DistanceNet: Estimating Traveled Distance from Monocular Images using a Recurrent Convolutional Neural Network
This work addresses a specific bottleneck in robotics and autonomous navigation by providing a more accurate scale estimation for monocular systems, though it is incremental as it builds on hybrid deep learning approaches.
The paper tackled the scale ambiguity problem in monocular visual SLAM/odometry by proposing DistanceNet, a recurrent convolutional neural network that estimates traveled distance from image sequences, outperforming state-of-the-art methods on the KITTI dataset.
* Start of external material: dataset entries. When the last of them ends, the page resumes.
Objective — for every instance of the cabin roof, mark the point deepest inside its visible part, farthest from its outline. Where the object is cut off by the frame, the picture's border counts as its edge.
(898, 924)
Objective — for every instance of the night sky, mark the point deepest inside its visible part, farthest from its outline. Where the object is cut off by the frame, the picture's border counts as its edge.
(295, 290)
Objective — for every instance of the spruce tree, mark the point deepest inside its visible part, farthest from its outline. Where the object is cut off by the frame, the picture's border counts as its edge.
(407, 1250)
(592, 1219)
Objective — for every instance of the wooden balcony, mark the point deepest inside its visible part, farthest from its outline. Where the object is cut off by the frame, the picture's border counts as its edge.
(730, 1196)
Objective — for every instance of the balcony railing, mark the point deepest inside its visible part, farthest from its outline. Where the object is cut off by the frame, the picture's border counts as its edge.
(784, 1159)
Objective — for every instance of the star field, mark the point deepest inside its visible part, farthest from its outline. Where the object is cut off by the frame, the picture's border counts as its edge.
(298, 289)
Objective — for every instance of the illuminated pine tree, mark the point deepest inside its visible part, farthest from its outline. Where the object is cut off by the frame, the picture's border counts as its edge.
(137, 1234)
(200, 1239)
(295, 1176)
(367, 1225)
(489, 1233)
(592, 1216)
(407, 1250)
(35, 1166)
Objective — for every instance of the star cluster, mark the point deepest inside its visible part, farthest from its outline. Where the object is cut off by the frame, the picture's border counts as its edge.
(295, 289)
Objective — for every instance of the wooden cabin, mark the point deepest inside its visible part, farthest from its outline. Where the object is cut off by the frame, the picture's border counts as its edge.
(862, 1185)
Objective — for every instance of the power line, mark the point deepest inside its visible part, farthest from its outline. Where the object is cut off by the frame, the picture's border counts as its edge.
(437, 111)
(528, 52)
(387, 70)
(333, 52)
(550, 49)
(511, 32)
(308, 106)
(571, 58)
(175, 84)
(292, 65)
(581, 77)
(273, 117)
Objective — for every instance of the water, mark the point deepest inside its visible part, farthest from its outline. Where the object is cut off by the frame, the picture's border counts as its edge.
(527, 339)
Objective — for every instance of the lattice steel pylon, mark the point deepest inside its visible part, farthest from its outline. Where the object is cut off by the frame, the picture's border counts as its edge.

Classical monocular vSLAM/VO methods suffer from the scale ambiguity problem. Hybrid approaches solve this problem by adding deep learning methods, for example by using depth maps which are predicted by a CNN. We suggest that it is better to base scale estimation on estimating the traveled distance for a set of subsequent images. In this paper, we propose a novel end-to-end many-to-one traveled distance estimator. By using a deep recurrent convolutional neural network (RCNN), the traveled distance between the first and last image of a set of consecutive frames is estimated by our DistanceNet. Geometric features are learned in the CNN part of our model, which are subsequently used by the RNN to learn dynamics and temporal information. Moreover, we exploit the natural order of distances by using ordinal regression to predict the distance. The evaluation on the KITTI dataset shows that our approach outperforms current state-of-the-art deep learning pose estimators and classical mono vSLAM/VO methods in terms of distance prediction. Thus, our DistanceNet can be used as a component to solve the scale problem and help improve current and future classical mono vSLAM/VO methods.